Case Study Writing
PassAudited by ClawScan on May 1, 2026.
Overview
The skill is purpose-aligned for case study writing, but it relies on an external CLI, login, web-search provider calls, and a Python execution helper that users should verify and scope carefully.
Before installing, verify the inference.sh CLI installer and checksum, log in only with an appropriate account, keep infsh commands limited to the documented research/charting workflow, and avoid sending confidential customer data to external search or execution apps unless approved.
Findings (5)
Artifact-based informational review of SKILL.md, metadata, install specs, static scan signals, and capability signals. ClawScan does not execute the skill or run runtime probes.
Installing the skill's suggested CLI runs code from an external domain on the user's machine.
The Quick Start asks the user to install an external CLI by piping a remote script into a shell. This is disclosed setup for the skill's inference.sh workflow, but it is still a supply-chain-sensitive installation pattern.
curl -fsSL https://cli.inference.sh | sh && infsh login
Only run the installer if you trust the provider; prefer the documented manual install and checksum verification path where possible.
The workflow may operate under the user's inference.sh account once logged in.
The skill expects the user to authenticate to the inference.sh CLI. This is normal for an external service integration, but it means the skill workflow may use an account/session outside the local agent.
infsh login
Use an account with appropriate scope and avoid sharing credentials or session details in prompts.
If invoked, the agent could use the inference.sh CLI beyond the exact examples in the instructions.

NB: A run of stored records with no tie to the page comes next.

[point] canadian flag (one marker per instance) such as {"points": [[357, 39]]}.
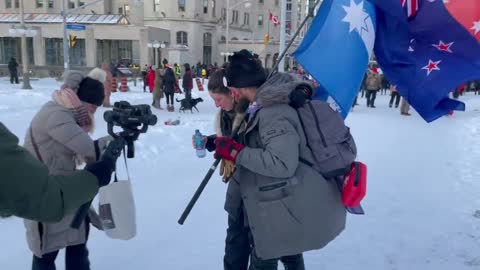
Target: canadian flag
{"points": [[273, 19]]}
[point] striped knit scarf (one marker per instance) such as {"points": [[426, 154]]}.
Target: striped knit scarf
{"points": [[67, 98]]}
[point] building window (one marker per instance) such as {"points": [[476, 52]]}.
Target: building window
{"points": [[182, 38], [205, 6], [116, 52], [214, 5], [54, 51], [207, 48], [156, 5], [234, 17], [11, 47], [246, 19], [260, 20], [224, 14], [181, 5]]}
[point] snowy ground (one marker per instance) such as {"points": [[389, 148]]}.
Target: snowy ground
{"points": [[423, 192]]}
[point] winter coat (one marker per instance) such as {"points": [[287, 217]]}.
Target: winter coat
{"points": [[169, 81], [373, 81], [151, 80], [187, 82], [158, 91], [59, 140], [28, 190], [12, 66], [290, 207]]}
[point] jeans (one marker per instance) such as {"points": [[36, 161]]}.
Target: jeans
{"points": [[371, 96], [14, 78], [237, 245], [169, 98], [395, 96], [293, 262], [76, 258]]}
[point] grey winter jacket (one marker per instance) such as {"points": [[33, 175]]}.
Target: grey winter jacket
{"points": [[59, 139], [289, 206]]}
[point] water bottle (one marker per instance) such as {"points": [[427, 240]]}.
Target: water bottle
{"points": [[201, 153]]}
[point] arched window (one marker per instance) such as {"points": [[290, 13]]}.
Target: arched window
{"points": [[182, 38], [207, 48]]}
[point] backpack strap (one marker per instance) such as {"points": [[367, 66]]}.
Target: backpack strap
{"points": [[35, 146]]}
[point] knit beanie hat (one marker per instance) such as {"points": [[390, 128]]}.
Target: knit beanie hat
{"points": [[245, 71], [91, 91], [72, 79]]}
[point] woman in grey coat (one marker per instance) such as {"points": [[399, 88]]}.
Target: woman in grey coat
{"points": [[58, 137]]}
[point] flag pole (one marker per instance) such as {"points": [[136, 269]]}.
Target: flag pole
{"points": [[268, 27], [310, 14]]}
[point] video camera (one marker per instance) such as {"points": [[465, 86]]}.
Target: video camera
{"points": [[133, 119]]}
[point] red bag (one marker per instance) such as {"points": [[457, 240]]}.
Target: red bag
{"points": [[355, 185]]}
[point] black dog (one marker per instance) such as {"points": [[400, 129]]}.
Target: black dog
{"points": [[188, 104]]}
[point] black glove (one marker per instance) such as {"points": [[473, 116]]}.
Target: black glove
{"points": [[299, 96], [210, 145], [103, 170]]}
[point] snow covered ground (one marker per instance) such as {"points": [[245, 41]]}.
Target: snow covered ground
{"points": [[423, 192]]}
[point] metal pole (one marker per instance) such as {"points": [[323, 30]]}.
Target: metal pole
{"points": [[292, 40], [283, 20], [227, 28], [26, 78], [66, 56]]}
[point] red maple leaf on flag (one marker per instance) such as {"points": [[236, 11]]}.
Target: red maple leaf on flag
{"points": [[467, 12]]}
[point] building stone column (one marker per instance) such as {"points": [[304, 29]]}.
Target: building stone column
{"points": [[39, 53], [146, 55], [90, 48]]}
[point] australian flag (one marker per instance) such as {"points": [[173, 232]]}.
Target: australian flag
{"points": [[420, 46], [337, 48], [426, 52]]}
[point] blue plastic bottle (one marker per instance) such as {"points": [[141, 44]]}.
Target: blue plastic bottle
{"points": [[201, 152]]}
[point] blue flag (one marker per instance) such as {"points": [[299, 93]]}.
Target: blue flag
{"points": [[337, 48], [425, 52]]}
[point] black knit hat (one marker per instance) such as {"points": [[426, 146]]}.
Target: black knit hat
{"points": [[91, 91], [245, 71]]}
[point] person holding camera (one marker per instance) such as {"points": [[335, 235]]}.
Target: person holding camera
{"points": [[28, 190], [58, 137]]}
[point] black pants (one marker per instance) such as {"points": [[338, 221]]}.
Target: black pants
{"points": [[371, 96], [237, 245], [14, 78], [294, 262], [76, 258], [169, 98], [188, 93], [395, 96]]}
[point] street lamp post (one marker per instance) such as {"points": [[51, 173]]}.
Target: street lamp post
{"points": [[227, 23]]}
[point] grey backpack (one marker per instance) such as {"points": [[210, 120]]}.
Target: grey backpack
{"points": [[328, 138]]}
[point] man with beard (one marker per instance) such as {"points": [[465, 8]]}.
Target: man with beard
{"points": [[289, 207]]}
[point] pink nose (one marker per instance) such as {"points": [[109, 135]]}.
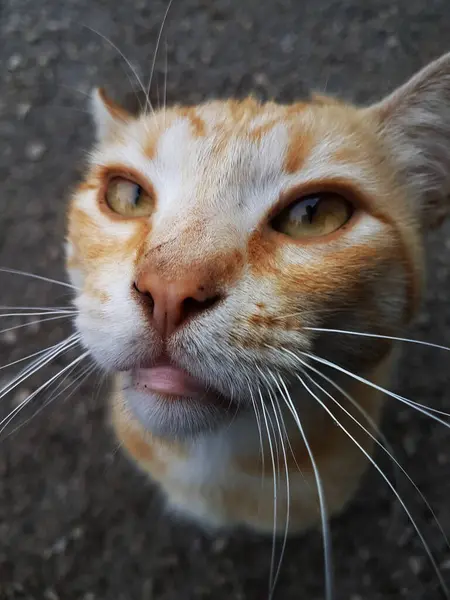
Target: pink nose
{"points": [[172, 303]]}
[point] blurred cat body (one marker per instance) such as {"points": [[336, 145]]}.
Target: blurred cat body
{"points": [[204, 284]]}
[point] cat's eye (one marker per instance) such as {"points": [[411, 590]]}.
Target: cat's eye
{"points": [[313, 216], [128, 198]]}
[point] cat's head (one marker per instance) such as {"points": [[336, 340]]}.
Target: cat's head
{"points": [[206, 241]]}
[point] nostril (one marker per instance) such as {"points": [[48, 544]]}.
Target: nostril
{"points": [[147, 295], [192, 307]]}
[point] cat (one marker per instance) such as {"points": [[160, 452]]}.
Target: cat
{"points": [[244, 271]]}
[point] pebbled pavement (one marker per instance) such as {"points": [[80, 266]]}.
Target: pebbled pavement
{"points": [[77, 522]]}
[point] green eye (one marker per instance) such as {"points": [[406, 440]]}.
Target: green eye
{"points": [[313, 216], [128, 198]]}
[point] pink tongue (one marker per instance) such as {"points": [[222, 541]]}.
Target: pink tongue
{"points": [[167, 380]]}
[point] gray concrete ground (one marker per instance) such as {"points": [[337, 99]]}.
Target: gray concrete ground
{"points": [[76, 520]]}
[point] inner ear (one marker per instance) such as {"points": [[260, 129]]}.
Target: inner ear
{"points": [[108, 115], [414, 121], [135, 103]]}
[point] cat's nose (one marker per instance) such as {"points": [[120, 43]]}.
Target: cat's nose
{"points": [[173, 303]]}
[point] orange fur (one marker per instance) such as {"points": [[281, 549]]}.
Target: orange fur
{"points": [[219, 172]]}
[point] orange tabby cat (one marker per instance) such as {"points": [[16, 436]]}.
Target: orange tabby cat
{"points": [[213, 246]]}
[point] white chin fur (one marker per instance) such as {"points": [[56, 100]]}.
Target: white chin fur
{"points": [[178, 417]]}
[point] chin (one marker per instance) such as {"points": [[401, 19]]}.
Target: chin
{"points": [[175, 416]]}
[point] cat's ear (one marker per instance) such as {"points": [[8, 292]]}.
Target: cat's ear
{"points": [[415, 122], [108, 116]]}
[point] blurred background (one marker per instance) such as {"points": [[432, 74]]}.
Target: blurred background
{"points": [[77, 521]]}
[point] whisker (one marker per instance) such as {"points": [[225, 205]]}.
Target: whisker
{"points": [[125, 59], [43, 309], [27, 400], [374, 463], [288, 492], [378, 336], [29, 323], [275, 495], [85, 373], [326, 535], [155, 54], [34, 276], [384, 446], [419, 407], [39, 363], [15, 362], [258, 423], [165, 83]]}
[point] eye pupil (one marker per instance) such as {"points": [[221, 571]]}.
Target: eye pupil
{"points": [[311, 210], [137, 194], [313, 216], [128, 198]]}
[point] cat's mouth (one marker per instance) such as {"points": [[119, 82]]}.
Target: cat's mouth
{"points": [[169, 401], [167, 380]]}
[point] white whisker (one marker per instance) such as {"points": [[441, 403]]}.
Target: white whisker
{"points": [[419, 407], [375, 335], [19, 360], [258, 423], [34, 276], [275, 495], [43, 309], [85, 373], [327, 547], [27, 400], [125, 59], [288, 491], [29, 323], [38, 364], [384, 446], [155, 54], [374, 463]]}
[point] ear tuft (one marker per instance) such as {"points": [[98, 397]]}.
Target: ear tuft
{"points": [[415, 121], [108, 116]]}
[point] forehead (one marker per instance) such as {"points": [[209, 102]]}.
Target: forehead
{"points": [[237, 157]]}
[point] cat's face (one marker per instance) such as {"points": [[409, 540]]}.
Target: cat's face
{"points": [[205, 241]]}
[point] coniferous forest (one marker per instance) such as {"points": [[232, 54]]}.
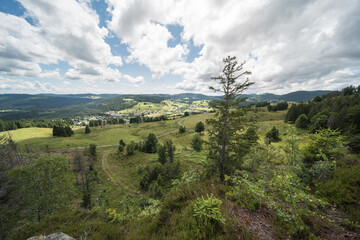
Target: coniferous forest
{"points": [[240, 171]]}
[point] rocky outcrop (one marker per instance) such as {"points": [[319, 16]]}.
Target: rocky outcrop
{"points": [[54, 236]]}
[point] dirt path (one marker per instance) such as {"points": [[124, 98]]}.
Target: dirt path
{"points": [[180, 123], [107, 169]]}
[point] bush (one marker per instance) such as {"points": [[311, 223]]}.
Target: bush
{"points": [[301, 121], [200, 127], [130, 148], [121, 148], [122, 143], [343, 190], [273, 135], [92, 150], [151, 143], [182, 129], [87, 129], [208, 210], [325, 145], [196, 143]]}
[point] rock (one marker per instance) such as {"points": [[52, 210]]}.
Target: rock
{"points": [[54, 236]]}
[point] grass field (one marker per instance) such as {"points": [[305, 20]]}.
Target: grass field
{"points": [[41, 138]]}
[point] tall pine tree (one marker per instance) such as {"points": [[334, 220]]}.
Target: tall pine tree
{"points": [[230, 116]]}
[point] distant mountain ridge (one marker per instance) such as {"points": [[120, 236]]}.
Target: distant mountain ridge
{"points": [[17, 106], [298, 96]]}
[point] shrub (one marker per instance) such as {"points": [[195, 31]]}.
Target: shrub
{"points": [[199, 127], [182, 129], [121, 148], [325, 145], [196, 143], [273, 135], [208, 210], [122, 143], [87, 129], [301, 121], [130, 148]]}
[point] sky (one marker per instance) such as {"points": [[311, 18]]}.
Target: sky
{"points": [[176, 46]]}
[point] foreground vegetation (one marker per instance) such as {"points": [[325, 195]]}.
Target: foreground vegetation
{"points": [[152, 181]]}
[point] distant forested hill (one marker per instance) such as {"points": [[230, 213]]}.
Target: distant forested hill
{"points": [[298, 96], [23, 106], [50, 106]]}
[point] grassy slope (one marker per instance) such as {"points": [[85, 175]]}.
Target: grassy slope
{"points": [[125, 179]]}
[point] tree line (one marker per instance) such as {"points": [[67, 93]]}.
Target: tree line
{"points": [[336, 110], [28, 123]]}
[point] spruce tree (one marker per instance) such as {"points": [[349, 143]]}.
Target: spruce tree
{"points": [[87, 129], [230, 116]]}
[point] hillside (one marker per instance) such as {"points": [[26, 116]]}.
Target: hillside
{"points": [[135, 197], [51, 106]]}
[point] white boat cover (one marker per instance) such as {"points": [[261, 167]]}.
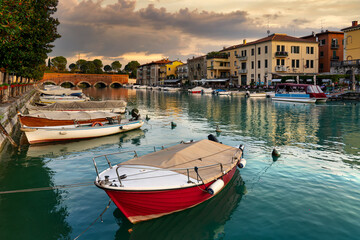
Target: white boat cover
{"points": [[89, 106], [80, 116], [194, 154]]}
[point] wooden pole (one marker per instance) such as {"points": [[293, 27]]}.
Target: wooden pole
{"points": [[4, 132]]}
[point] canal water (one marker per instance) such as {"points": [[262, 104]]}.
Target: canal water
{"points": [[310, 192]]}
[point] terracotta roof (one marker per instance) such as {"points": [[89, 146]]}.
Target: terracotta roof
{"points": [[163, 61], [273, 37], [351, 28]]}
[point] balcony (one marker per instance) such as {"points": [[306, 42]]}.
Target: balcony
{"points": [[281, 54], [242, 58], [280, 68], [334, 46]]}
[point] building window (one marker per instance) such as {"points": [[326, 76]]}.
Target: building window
{"points": [[295, 49]]}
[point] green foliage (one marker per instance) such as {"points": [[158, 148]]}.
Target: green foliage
{"points": [[59, 63], [26, 31], [131, 68], [116, 66]]}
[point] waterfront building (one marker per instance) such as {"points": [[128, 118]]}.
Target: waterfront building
{"points": [[182, 73], [149, 73], [352, 41], [277, 55], [168, 71], [330, 48], [197, 68]]}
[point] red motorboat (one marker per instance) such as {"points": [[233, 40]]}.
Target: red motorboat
{"points": [[169, 180]]}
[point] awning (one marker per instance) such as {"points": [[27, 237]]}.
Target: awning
{"points": [[214, 80], [171, 81]]}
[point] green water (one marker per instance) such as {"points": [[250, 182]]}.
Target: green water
{"points": [[310, 192]]}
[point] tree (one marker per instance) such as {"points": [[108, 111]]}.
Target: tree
{"points": [[59, 63], [131, 68], [107, 68], [26, 31], [116, 66]]}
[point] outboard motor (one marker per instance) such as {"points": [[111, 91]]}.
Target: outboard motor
{"points": [[135, 114], [213, 138]]}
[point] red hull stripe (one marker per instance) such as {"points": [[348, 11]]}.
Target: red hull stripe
{"points": [[139, 206]]}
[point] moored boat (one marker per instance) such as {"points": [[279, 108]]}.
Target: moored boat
{"points": [[169, 180], [114, 106], [290, 92], [50, 134], [47, 119]]}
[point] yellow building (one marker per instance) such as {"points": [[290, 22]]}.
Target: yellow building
{"points": [[169, 71], [259, 61], [352, 41]]}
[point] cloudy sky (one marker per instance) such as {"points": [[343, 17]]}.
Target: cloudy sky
{"points": [[143, 30]]}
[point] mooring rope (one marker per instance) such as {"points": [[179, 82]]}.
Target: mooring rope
{"points": [[100, 216], [48, 188]]}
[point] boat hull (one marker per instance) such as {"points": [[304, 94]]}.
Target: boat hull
{"points": [[140, 206], [35, 135], [303, 100]]}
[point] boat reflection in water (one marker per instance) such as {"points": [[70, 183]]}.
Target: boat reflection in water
{"points": [[62, 148], [205, 221]]}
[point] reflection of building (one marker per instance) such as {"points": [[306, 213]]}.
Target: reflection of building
{"points": [[197, 68], [352, 41], [330, 48], [149, 73], [278, 54]]}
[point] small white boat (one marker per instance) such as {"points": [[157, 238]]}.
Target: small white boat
{"points": [[41, 135], [256, 94], [306, 93]]}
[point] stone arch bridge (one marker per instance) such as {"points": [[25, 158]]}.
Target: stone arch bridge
{"points": [[89, 80]]}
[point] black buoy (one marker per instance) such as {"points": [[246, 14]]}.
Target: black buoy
{"points": [[275, 154], [213, 138]]}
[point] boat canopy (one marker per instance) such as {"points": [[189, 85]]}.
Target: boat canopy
{"points": [[96, 105], [211, 158], [79, 116]]}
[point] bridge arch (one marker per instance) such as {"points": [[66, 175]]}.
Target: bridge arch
{"points": [[84, 84], [100, 84], [115, 84], [67, 83]]}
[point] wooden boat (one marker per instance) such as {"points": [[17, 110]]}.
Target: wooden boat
{"points": [[169, 180], [45, 134], [255, 94], [51, 119], [291, 92], [114, 106]]}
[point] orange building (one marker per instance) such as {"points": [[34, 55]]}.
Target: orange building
{"points": [[331, 48]]}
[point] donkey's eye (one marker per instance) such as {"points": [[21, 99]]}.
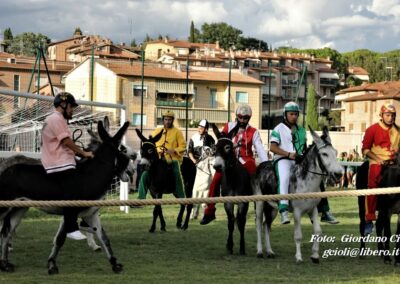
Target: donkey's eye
{"points": [[227, 148]]}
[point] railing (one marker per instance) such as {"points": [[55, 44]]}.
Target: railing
{"points": [[212, 115], [173, 103]]}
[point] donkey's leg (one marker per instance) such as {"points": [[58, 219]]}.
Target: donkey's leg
{"points": [[316, 231], [180, 216], [95, 223], [162, 220], [241, 221], [11, 222], [361, 215], [297, 234], [397, 254], [155, 215], [270, 214], [259, 226], [58, 242], [231, 226]]}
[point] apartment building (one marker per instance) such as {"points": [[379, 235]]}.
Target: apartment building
{"points": [[166, 89]]}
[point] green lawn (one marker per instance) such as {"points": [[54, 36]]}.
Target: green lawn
{"points": [[197, 255]]}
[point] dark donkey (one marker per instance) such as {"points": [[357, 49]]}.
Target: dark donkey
{"points": [[92, 181], [161, 180], [387, 205], [235, 182]]}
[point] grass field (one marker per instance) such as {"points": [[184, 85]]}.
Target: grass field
{"points": [[197, 255]]}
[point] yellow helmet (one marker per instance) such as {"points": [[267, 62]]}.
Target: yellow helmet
{"points": [[169, 114]]}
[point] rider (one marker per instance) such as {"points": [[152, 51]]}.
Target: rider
{"points": [[288, 142], [58, 155], [170, 147], [246, 137], [380, 144], [198, 140]]}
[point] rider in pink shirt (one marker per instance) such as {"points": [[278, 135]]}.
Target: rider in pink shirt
{"points": [[58, 156]]}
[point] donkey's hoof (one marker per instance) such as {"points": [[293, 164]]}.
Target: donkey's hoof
{"points": [[270, 255], [315, 260], [118, 268], [7, 267], [52, 270]]}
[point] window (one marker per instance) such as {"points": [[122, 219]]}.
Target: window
{"points": [[16, 83], [242, 97], [136, 119], [363, 126], [16, 88], [213, 98], [137, 91]]}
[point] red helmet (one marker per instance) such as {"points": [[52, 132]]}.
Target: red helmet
{"points": [[387, 108]]}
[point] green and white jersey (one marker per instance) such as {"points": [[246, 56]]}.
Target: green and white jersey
{"points": [[287, 140]]}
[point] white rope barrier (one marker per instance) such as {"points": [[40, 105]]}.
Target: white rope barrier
{"points": [[226, 199]]}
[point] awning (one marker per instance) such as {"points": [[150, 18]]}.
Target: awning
{"points": [[329, 75]]}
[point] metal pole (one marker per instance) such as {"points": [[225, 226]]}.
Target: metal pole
{"points": [[269, 97], [142, 99], [187, 95], [305, 95], [91, 74], [229, 89]]}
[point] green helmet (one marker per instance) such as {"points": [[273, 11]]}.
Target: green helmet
{"points": [[290, 106]]}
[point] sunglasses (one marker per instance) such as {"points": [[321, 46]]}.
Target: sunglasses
{"points": [[243, 116]]}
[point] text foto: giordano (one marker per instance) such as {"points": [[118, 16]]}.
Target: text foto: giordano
{"points": [[368, 239]]}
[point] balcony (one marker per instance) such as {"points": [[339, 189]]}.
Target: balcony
{"points": [[173, 103], [212, 115], [328, 82]]}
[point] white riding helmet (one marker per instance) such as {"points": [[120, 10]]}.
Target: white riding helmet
{"points": [[290, 106], [244, 110]]}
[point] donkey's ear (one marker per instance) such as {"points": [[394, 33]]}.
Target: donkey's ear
{"points": [[102, 132], [234, 131], [140, 135], [325, 134], [157, 137], [106, 122], [314, 135], [216, 131], [121, 132]]}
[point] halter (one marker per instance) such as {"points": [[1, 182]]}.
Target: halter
{"points": [[321, 165]]}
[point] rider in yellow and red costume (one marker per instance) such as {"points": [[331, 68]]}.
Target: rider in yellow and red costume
{"points": [[380, 144]]}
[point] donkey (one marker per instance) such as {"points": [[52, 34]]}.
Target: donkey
{"points": [[235, 182], [265, 182], [319, 160], [204, 174], [387, 205], [93, 179], [161, 179]]}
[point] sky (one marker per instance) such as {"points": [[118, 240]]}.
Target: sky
{"points": [[344, 25]]}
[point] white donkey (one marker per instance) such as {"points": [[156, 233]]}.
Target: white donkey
{"points": [[319, 160], [204, 174]]}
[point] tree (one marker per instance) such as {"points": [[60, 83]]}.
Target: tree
{"points": [[312, 115], [225, 34], [192, 36], [252, 43], [27, 43], [133, 43], [78, 31], [8, 37]]}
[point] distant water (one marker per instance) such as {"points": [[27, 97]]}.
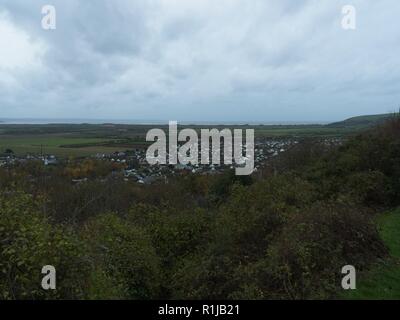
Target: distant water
{"points": [[148, 122]]}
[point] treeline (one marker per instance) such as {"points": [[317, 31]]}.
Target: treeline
{"points": [[284, 234]]}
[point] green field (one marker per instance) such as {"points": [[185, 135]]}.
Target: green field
{"points": [[383, 280], [87, 139], [49, 144]]}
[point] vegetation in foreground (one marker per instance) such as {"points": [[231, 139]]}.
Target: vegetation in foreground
{"points": [[283, 235], [382, 281]]}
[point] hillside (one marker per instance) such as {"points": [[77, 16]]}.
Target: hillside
{"points": [[361, 121]]}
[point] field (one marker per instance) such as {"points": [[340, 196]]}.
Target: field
{"points": [[87, 139]]}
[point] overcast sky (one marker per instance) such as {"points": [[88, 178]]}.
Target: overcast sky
{"points": [[243, 60]]}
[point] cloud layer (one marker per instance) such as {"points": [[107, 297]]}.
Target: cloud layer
{"points": [[199, 60]]}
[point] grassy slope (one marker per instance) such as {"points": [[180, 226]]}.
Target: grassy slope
{"points": [[361, 121], [383, 281]]}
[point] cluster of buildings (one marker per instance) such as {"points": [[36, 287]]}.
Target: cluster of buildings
{"points": [[136, 168]]}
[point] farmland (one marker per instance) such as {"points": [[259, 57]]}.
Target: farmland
{"points": [[80, 140]]}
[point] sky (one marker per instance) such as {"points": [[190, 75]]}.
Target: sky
{"points": [[199, 60]]}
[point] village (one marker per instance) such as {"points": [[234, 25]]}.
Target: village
{"points": [[132, 165]]}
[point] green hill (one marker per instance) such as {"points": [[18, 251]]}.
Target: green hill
{"points": [[362, 121]]}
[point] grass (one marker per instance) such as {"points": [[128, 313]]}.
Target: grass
{"points": [[383, 280], [52, 144]]}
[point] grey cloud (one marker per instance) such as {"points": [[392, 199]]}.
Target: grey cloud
{"points": [[206, 60]]}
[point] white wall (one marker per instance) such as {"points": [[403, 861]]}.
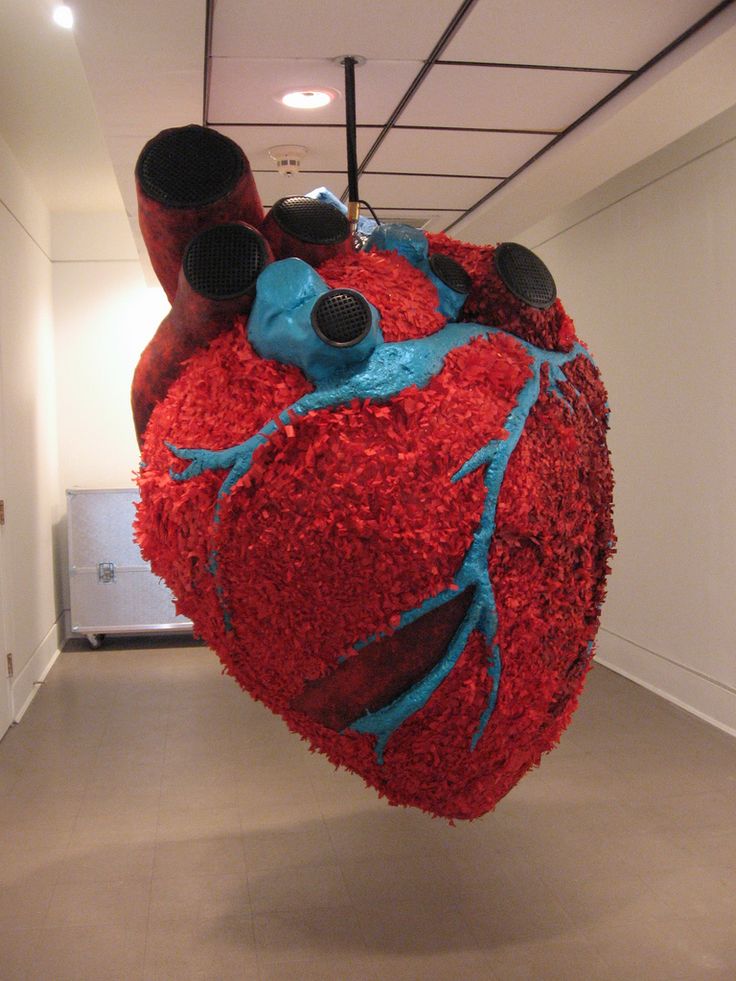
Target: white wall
{"points": [[646, 267], [104, 315], [28, 445]]}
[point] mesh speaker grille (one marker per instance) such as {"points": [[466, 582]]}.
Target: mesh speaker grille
{"points": [[525, 275], [223, 262], [311, 221], [189, 166], [451, 273], [341, 318]]}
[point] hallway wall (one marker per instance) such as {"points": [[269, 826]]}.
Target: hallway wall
{"points": [[28, 444], [645, 266]]}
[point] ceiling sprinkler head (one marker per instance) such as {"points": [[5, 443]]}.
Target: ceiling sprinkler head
{"points": [[288, 158]]}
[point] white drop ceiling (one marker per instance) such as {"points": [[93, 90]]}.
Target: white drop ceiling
{"points": [[499, 81]]}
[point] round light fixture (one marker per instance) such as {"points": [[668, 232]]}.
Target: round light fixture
{"points": [[307, 98], [64, 16]]}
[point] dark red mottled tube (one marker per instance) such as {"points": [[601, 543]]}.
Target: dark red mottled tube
{"points": [[307, 229], [189, 178], [216, 282]]}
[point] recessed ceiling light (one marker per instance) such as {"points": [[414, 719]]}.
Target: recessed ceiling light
{"points": [[64, 16], [307, 98]]}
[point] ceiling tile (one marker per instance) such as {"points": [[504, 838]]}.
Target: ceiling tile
{"points": [[594, 34], [326, 148], [247, 90], [330, 28], [428, 193], [504, 98], [453, 152]]}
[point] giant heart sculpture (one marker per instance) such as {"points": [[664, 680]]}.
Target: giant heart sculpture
{"points": [[377, 481]]}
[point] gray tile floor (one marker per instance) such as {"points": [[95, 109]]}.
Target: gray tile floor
{"points": [[155, 824]]}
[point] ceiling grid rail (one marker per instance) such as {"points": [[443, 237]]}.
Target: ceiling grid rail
{"points": [[693, 29], [447, 35]]}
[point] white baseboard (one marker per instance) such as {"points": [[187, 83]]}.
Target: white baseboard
{"points": [[27, 682], [705, 697]]}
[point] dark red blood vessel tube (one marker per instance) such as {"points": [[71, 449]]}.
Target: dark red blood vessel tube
{"points": [[216, 282], [189, 178], [307, 229]]}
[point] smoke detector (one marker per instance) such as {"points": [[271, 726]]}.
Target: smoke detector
{"points": [[288, 158]]}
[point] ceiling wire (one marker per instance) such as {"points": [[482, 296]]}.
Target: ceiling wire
{"points": [[693, 29], [207, 73]]}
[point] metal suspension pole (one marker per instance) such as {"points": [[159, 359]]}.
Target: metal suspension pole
{"points": [[349, 63]]}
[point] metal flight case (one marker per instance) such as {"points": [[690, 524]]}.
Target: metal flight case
{"points": [[112, 589]]}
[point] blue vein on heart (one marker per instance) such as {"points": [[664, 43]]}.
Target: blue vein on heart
{"points": [[392, 368]]}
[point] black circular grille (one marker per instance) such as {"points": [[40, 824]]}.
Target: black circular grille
{"points": [[451, 273], [224, 261], [311, 221], [189, 166], [341, 318], [525, 275]]}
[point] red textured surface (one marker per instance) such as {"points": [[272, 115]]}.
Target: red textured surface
{"points": [[384, 669], [348, 518], [490, 302]]}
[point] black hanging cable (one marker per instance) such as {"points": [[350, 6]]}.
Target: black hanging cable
{"points": [[349, 63]]}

The skill grants access to any infsh command rather than only the specific documented search and visualization commands. The examples are purpose-aligned, but the wildcard is broader than the visible workflow requires.
allowed-tools: Bash(infsh *)
Keep usage limited to the documented research and visualization commands, and review unfamiliar infsh actions before allowing them.
Chart generation may execute Python code and create files as part of the workflow.
The skill shows using an inference.sh Python executor to generate a chart and write an output file. This is disclosed and aligned with the data-visualization purpose, but it is still code execution via an external helper.
infsh app run infsh/python-executor --input '{ "code": "import matplotlib.pyplot as plt ... plt.savefig(\"results-chart.png\", dpi=150)" }'Use simple, reviewable chart code and avoid running generated or user-supplied code that has not been inspected.
Search terms, and potentially any customer details included in them, may be sent to external services.
The skill sends research queries to an external search assistant through inference.sh. This is disclosed and purpose-aligned, but it is an external provider data flow.
infsh app run tavily/search-assistant --input '{ "query": "SaaS customer onboarding challenges 2024 statistics" }'Do not include confidential customer metrics, names, or quotes in external search queries unless sharing them is permitted.